The Campaign of Pharaoh Shoshenq I into Palestine.

Verlag:

Tübingen: Mohr Siebeck 2005. VIII, 151 S. m. Abb. gr.8° = Forschungen zum Alten Testament. 2. Reihe, 9. Kart. Euro 39,00. ISBN 3-16-148270-0.

Rezensent:

Bernd U. Schipper

Seitdem im Jahr 1828 der Entzifferer der Hieroglyphen, Champollion le Jeune, erstmals auf die Verbindung zwischen einer Reliefdarstellung am Bubastidenportal des Karnaktempels und den Notizen über einen Feldzug des Pharao »Schischak« in 1Kön 14,25­28 und 2Chr 12,1­12 hingewiesen hat, befasst sich die alttestamentliche und ägyptologische Forschung mit dem Thema. Dabei wird der Palästinafeldzug jenes Pharao, Scheschonq I., mittlerweile auch in der Palästinaarchäologie kontrovers diskutiert, dient er doch als ein wesentliches Argument für die »low chronology«. Die bisherige Forschung kreiste vor allem um die Frage, wie der Text zu lesen sei (B. Mazar: Boustrophedon) und wie das Verhältnis zwischen Inschrift und biblischen Notizen bestimmt werden kann (kritisch M. Noth u. a., den biblischen Angaben vertrauend K. A. Kitchen). Dabei sind nahezu alle bisherigen Arbeiten zum Thema wie selbstverständlich davon ausgegangen, dass es möglich ist, aus der Ortsnamenliste den Weg des Pharaonenheeres zu rekonstruieren.

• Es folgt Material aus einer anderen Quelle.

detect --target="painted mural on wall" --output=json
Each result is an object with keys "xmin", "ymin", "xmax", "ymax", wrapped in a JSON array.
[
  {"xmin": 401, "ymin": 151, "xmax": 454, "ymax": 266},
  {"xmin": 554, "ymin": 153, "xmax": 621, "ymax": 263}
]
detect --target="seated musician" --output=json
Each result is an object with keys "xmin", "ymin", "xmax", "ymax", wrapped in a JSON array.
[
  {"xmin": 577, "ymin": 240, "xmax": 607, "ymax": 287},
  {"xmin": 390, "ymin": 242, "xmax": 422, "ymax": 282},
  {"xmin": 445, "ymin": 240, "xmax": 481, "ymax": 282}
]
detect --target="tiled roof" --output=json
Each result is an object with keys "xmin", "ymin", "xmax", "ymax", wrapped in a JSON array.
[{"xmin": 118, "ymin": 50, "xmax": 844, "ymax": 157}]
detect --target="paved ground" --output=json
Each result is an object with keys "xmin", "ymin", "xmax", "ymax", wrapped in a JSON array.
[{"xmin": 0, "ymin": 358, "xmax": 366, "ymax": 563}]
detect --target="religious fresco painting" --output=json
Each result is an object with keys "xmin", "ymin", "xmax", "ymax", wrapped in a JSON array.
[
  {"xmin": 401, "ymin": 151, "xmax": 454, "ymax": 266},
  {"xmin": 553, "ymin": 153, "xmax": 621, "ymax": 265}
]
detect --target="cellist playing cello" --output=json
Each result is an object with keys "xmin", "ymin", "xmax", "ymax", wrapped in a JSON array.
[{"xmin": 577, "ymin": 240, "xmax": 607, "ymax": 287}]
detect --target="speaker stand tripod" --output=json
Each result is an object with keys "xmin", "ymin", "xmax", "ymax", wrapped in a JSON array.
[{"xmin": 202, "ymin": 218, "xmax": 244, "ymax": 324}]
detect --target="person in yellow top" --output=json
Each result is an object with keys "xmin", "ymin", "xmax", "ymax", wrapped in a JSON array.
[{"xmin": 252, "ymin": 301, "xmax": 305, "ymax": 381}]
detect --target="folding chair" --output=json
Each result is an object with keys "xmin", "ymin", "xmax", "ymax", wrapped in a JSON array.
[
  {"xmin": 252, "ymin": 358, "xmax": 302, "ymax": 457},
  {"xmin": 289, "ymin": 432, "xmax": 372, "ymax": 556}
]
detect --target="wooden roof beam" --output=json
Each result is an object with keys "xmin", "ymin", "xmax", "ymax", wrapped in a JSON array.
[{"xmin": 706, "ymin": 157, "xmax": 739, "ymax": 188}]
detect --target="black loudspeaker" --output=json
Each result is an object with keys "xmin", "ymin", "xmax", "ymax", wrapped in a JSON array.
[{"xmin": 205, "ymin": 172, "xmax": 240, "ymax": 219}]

An diesem Punkt setzt die vorliegende Dissertation (John Hopkins University) an, die allein schon dadurch Beachtung verdient, dass es sich um die erste monographische Bearbeitung des Themas handelt. Nach einem knappen forschungsgeschichtlichen Überblick (Kapitel I) untersucht der Vf., inwiefern solche Triumphszenen auf Itinerare von Feldzügen zurückgehen. Eine Analyse von Triumpfreliefs aus der Zeit des Neuen Reiches (Kapitel II) führt zu dem Ergebnis, dass dies nicht möglich ist. Ausgehend davon (Kapitel III) analysiert der Vf. alle verfügbaren Quellen zum Feldzug selbst (Inschrift des Hrw, Gebel es-Silsilah-Stele Nr. 100, Karnakstele Scheschonq I., Triumphszene und -inschrift am Bubastidenportal, Megiddo-Stelenfragment, alttestamentliche Texte), wobei erstaunt, weshalb er auf die Paralleldarstellung im Tempel von el-Hibe nicht eingeht (nur 48, Anm. 1, vgl. R. Wenke bei H. Ranke, Koptische Friedhöfe bei Karara und der Amontempel Scheschonks I bei El Hibe, Berlin-Leipzig 1926) und auch nicht auf das Berliner Fragment (R. Giveon, EI 15, 1981, 137­139). Da bis auf das Stelenfragment Scheschonqs I. aus Megiddo alle anderen ägyptischen Quellen (Kapitel IV) keinerlei Hinweise auf den tatsächlichen Verlauf des Feldzuges geben, stützt sich der Vf. auf die alttestamentlichen Nachrichten (Kapitel V) und verzichtet auf jeden Versuch, den Weg des Pharaonenheeres zu rekonstruieren. So sei Jerusalem das Ziel des Feldzugs gewesen (1Kön 14,25), wie auch die Ereignisse im Kontext der Flucht Jerobeams zu Scheschonq und der Verbindungen zwischen dem israelitischen und ägyptischen Königshof (1Kön 11,40; 12,2) zu sehen seien. Dementsprechend lautet das Ergebnis (Kapitel VI), dass der Feldzug Scheschonqs I. sich primär gegen Israel und Juda richtete und letztlich die biblischen Quellen (einschließlich der literarisch komplexen Kapitel 1Kön 11,26­40 u. 12,1­20) die »primary sources« für die Rekonstruktion der historischen Sachverhalte darstellen (97).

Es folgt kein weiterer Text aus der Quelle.